The goal of this lesson is to give students more experience and practice with free fall problems not only on Earth, with an acceleration of gravity of 9.8 meters per second squared, but also on other planets. Most of this lesson focuses on how to calculate different values, like acceleration, time, velocity or displacement, of an object in free fall using acceleration due to gravity.
To start off class, I have students self-assess on the Career and College Readiness Skill standards that we created Looks Like, Sounds Like charts for at the beginning of the year. My school is beginning to assess all students on College and Career Readiness Standards. These include: Respect, Collaboration, Time Management and Habits of Success. Teachers are expected to evaluate students on these standards every 4 weeks. I decided that it would also be good for students to do a self-assessment every 2 weeks.
I give students a form where they rate themselves on a scale of 1-4, 1 being concerned and 4 meaning great work. I also have them write about their strengths and what they can do to improve in the future. Students have 5 minutes to read through the criteria and assess themselves. After they turn this in, I make my own rating for each student on their charts for each skill. On Monday students see how their self-assessment compares to mine. I do this activity to make students aware of and reflect on their own behaviors in the classroom.
Free Fall on Planet Newtonia
After students have finished assessing their behavior in class, I ask them to take out their packets and turn to Free Fall on Planet Newtonia. I use this worksheet because it helps students see another way to find the acceleration due to gravity. When I do this worksheet, I help students to go through it so we do this worksheet more as guided notes than a worksheet on their own.
To start out this worksheet, I read through the instructions and direct students to the picture on the back of the worksheet that shows the ball falling. Then we start going through the questions on the worksheet starting with the average velocity between points A and E. I ask students if they remember the equation for velocity from the previous unit and at least one student will volunteer the equation velocity = change in position/time. So I walk students through the first calculation to find that the average velocity is 0.05 m/s, first finding the distance between A and E measuring with a ruler. Then, I allow students to find the average velocity between points A and C on their own.
After students have found the average velocity between points A and C to be 0.04 m/s, I ask them what the difference between average velocity and instantaneous velocity is. Instantaneous velocity is velocity at one point in time, so we look at the next question that asks what the instantaneous velocity is at point B. Since we did not focus on this point much in Unit 1, I explain that the instantaneous velocity at a midpoint (point B) is equal to the average velocity of the entire section (between points A and C). So the answer that they got for #2 is also the answer to #3.

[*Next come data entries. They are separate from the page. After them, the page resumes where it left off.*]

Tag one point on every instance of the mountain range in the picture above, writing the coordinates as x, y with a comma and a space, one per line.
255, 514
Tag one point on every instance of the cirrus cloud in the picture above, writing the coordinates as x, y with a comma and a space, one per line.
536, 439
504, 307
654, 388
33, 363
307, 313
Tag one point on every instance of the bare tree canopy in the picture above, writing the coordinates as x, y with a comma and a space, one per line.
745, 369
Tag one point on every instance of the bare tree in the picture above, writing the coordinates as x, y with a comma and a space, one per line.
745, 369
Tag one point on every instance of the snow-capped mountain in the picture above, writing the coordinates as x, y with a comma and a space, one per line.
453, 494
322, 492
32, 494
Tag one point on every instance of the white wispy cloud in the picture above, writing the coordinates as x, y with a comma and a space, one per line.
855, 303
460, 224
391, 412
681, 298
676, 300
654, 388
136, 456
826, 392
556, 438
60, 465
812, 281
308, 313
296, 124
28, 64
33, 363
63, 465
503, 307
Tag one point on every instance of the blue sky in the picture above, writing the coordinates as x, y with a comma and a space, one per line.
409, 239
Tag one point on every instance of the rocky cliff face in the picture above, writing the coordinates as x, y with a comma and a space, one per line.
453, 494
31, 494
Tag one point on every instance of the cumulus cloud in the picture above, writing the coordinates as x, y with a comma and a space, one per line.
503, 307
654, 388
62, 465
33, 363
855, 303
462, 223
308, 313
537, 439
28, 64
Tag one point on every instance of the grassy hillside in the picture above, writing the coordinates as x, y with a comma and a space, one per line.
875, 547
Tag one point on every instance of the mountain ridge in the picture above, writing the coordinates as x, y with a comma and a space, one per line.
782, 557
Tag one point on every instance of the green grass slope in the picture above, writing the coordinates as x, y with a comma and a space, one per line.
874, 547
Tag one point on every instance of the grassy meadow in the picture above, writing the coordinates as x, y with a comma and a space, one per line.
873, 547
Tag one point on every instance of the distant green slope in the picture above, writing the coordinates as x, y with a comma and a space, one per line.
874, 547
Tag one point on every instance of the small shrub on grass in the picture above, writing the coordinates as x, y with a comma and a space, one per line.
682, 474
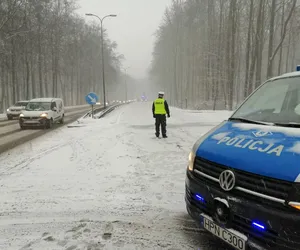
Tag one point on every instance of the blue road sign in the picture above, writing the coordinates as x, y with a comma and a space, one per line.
91, 98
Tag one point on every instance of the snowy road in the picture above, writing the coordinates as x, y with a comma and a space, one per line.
108, 185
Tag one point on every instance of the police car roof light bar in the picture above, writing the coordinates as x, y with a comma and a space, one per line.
258, 225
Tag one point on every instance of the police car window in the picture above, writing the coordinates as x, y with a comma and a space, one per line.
274, 102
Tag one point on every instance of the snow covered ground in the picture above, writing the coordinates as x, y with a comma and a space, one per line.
107, 185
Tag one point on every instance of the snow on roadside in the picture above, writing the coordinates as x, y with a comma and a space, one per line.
108, 185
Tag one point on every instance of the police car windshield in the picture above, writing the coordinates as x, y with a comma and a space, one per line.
276, 102
20, 104
38, 106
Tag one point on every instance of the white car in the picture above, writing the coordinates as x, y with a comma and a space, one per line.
16, 110
42, 112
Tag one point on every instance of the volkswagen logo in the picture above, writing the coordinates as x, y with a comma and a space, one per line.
227, 180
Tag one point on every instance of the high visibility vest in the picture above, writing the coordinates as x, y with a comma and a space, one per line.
159, 105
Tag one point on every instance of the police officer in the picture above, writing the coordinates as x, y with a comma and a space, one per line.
160, 108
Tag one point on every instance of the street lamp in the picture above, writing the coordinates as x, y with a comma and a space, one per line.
125, 69
102, 50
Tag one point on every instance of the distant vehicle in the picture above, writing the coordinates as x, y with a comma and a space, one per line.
16, 110
243, 176
42, 112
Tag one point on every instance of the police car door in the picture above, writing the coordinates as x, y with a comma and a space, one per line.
55, 112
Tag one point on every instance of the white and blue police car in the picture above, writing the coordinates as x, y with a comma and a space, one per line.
243, 177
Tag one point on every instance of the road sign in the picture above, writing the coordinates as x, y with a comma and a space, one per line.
91, 98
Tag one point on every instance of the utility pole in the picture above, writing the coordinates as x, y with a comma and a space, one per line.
102, 52
125, 84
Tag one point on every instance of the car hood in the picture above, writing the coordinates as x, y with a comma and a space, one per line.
33, 113
17, 107
265, 150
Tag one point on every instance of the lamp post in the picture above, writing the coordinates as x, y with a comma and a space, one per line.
125, 69
102, 50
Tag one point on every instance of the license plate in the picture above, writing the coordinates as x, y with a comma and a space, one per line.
224, 234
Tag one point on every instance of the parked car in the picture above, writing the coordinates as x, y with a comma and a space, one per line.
243, 177
42, 112
16, 109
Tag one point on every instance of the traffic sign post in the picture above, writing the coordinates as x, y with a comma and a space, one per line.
91, 99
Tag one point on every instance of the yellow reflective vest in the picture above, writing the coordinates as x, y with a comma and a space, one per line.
159, 106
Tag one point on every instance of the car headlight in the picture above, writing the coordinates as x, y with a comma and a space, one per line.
191, 161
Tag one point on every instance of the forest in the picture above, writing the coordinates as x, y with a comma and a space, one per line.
214, 53
46, 50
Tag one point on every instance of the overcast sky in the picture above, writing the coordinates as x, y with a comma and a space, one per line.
133, 29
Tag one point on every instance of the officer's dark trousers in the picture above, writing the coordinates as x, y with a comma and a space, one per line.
160, 120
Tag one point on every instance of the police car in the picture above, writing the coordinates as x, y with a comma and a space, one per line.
243, 176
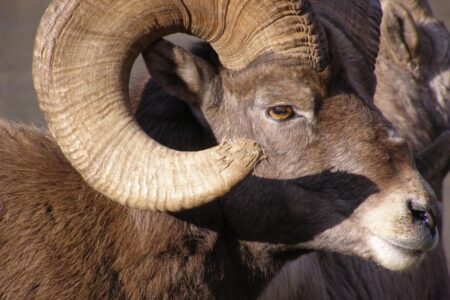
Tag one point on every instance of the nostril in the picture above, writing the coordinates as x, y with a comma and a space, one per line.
422, 215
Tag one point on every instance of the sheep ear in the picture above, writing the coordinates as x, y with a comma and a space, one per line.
179, 72
402, 38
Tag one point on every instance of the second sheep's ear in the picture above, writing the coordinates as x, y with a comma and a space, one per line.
179, 72
402, 37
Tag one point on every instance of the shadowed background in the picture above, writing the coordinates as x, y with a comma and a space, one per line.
18, 22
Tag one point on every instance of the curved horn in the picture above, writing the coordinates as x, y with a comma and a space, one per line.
83, 55
419, 9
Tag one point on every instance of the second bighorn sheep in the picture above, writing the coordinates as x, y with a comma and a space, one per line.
334, 175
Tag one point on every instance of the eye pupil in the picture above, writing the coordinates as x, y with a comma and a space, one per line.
281, 112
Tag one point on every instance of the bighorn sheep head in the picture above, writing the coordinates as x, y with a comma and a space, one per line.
285, 83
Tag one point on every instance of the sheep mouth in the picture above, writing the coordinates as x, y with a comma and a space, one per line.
396, 255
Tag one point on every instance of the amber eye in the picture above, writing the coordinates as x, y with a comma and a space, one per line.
281, 112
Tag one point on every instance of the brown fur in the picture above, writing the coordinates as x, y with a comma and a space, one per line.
413, 93
324, 172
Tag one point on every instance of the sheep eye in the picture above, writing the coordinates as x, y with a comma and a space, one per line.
281, 112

Since students have had a little more exposure and practice with the average vs. instantaneous velocity concept, I let them find the next two problems as a Think-Pair-Share. To complete a Think-Pair-Share, I ask students to try to complete the questions on their own for about 2 minutes. Then, I ask them to compare with a partner and eventually students share out their answer with the class. Once we have made sure that each student has the same answer, we move on to calculate the acceleration on planet Newtonia. I ask students to remind me of the acceleration equation which is acceleration = change in velocity/time. I ask them how we can find the change in velocity and they determine that we can use the change in the instantaneous velocities at B and D divided by the time that elapsed to get an acceleration of 0.01 meters per second squared. One student's work is shown in Planet Newtonia Student Work.

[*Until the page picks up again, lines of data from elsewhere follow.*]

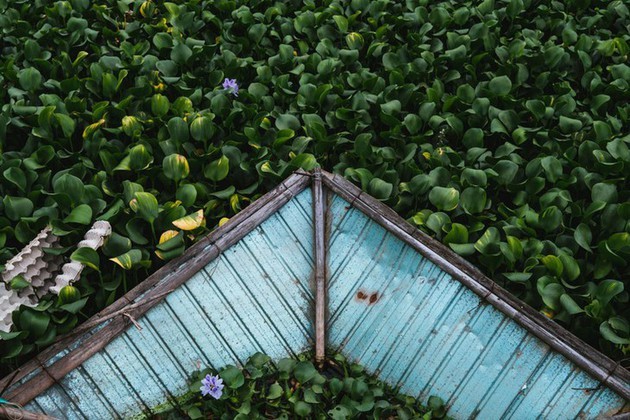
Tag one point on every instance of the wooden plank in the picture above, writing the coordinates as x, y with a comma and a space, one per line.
599, 366
148, 293
7, 412
320, 267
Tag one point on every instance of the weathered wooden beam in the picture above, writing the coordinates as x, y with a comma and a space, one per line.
13, 413
319, 245
603, 369
84, 342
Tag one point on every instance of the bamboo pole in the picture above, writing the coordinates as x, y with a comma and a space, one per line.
320, 267
14, 413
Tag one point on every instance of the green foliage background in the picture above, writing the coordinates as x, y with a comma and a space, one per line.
291, 388
499, 127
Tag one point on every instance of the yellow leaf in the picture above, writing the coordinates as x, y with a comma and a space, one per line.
190, 222
169, 234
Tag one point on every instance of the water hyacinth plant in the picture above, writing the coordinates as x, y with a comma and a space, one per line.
212, 385
231, 86
295, 388
499, 127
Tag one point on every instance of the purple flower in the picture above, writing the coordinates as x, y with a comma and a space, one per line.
230, 84
212, 385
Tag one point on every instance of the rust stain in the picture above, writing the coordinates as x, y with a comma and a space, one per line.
370, 297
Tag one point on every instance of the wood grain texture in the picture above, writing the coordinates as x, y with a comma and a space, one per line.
417, 326
599, 366
58, 361
320, 266
296, 260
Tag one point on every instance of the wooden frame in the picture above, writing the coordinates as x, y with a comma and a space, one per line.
47, 368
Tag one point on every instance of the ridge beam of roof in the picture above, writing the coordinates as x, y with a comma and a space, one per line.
102, 328
320, 248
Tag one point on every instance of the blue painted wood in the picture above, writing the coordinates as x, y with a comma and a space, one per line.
255, 297
390, 309
430, 335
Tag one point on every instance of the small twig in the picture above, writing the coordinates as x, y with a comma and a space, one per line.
133, 321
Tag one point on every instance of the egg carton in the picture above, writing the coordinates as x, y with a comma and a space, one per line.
9, 302
39, 269
71, 271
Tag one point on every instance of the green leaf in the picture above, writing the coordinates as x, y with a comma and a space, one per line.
187, 194
202, 129
553, 264
129, 259
443, 198
81, 214
304, 372
607, 290
604, 192
30, 79
306, 161
302, 409
139, 158
178, 129
500, 86
181, 53
380, 189
75, 307
17, 207
35, 322
605, 328
275, 391
175, 167
354, 41
288, 121
551, 219
569, 125
86, 256
159, 105
233, 377
473, 200
147, 206
569, 304
218, 169
70, 185
458, 234
488, 243
16, 176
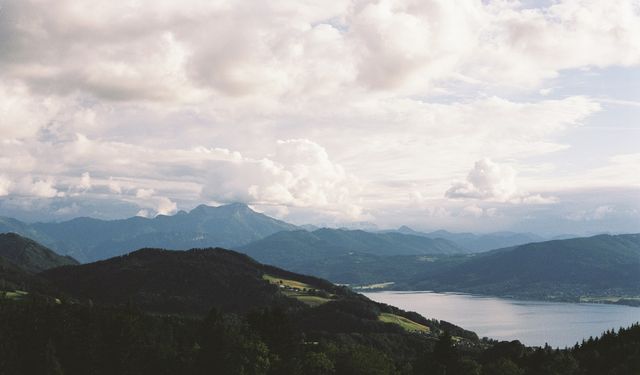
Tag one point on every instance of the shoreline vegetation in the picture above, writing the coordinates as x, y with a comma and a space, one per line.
633, 301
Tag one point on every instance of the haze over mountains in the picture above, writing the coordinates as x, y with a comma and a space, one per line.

After we have finished the worksheet, I ask my students how this compares to Earth. I want students to understand that planet Newtonia has less acceleration due to gravity so that means that there is not as great of a pull toward the planet as on Earth. I also want students to look closely at the picture and I ask them how they know it is accelerating. Most students are able to see that the distances get greater each second so the ball must be accelerating. I tell them that this is important when we talk about free fall that they understand that each second an object falls in falls a greater distance.
Free Fall Worksheet
After we have finished completing the Planet Newtonia worksheet, I ask students to turn to Worksheet #4 Free Fall Worksheet in their packets. At the top of the page, I go over and write the equations that they could possibly use by asking students what we could be looking for (ex. how long?, how far?, etc.). After students have finished listing all of the possible equations to use, I remind them that in the free fall equations unless otherwise stated the acceleration due to gravity is 10 meters per second squared because the problems are occurring on the Earth.

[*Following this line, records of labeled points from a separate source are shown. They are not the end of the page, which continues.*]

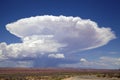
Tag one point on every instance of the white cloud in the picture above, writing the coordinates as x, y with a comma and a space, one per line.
75, 33
53, 34
56, 56
83, 60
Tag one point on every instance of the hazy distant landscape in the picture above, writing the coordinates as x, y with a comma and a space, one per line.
58, 74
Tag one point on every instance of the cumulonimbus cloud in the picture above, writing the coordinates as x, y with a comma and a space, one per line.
54, 34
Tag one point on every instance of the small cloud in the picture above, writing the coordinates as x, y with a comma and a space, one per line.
83, 60
56, 56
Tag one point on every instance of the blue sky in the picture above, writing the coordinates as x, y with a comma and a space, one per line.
105, 13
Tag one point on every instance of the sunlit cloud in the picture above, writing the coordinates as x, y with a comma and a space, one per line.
50, 35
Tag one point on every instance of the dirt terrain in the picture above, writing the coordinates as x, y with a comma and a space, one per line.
58, 74
92, 77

I allow students to have some structured work time where they get to work with their groups to answer the 8 problems that are on the worksheet. As students are working, I walk around the room to assist and to make sure that students are on task. I ask students to ask their group members to help them first before asking me because I think that it is better for their peers to learn more by helping other students solve problems. I give students the rest of the period to work on the worksheet.
To end class, I remind students that whatever they did not finish is homework and we will go over it with WS #4 KEY in the next class. Then, I ask students to give me a thumbs up or thumbs down of how they feel about solving problems concerning free fall so that I can get a feel of where my students are at going into the next class.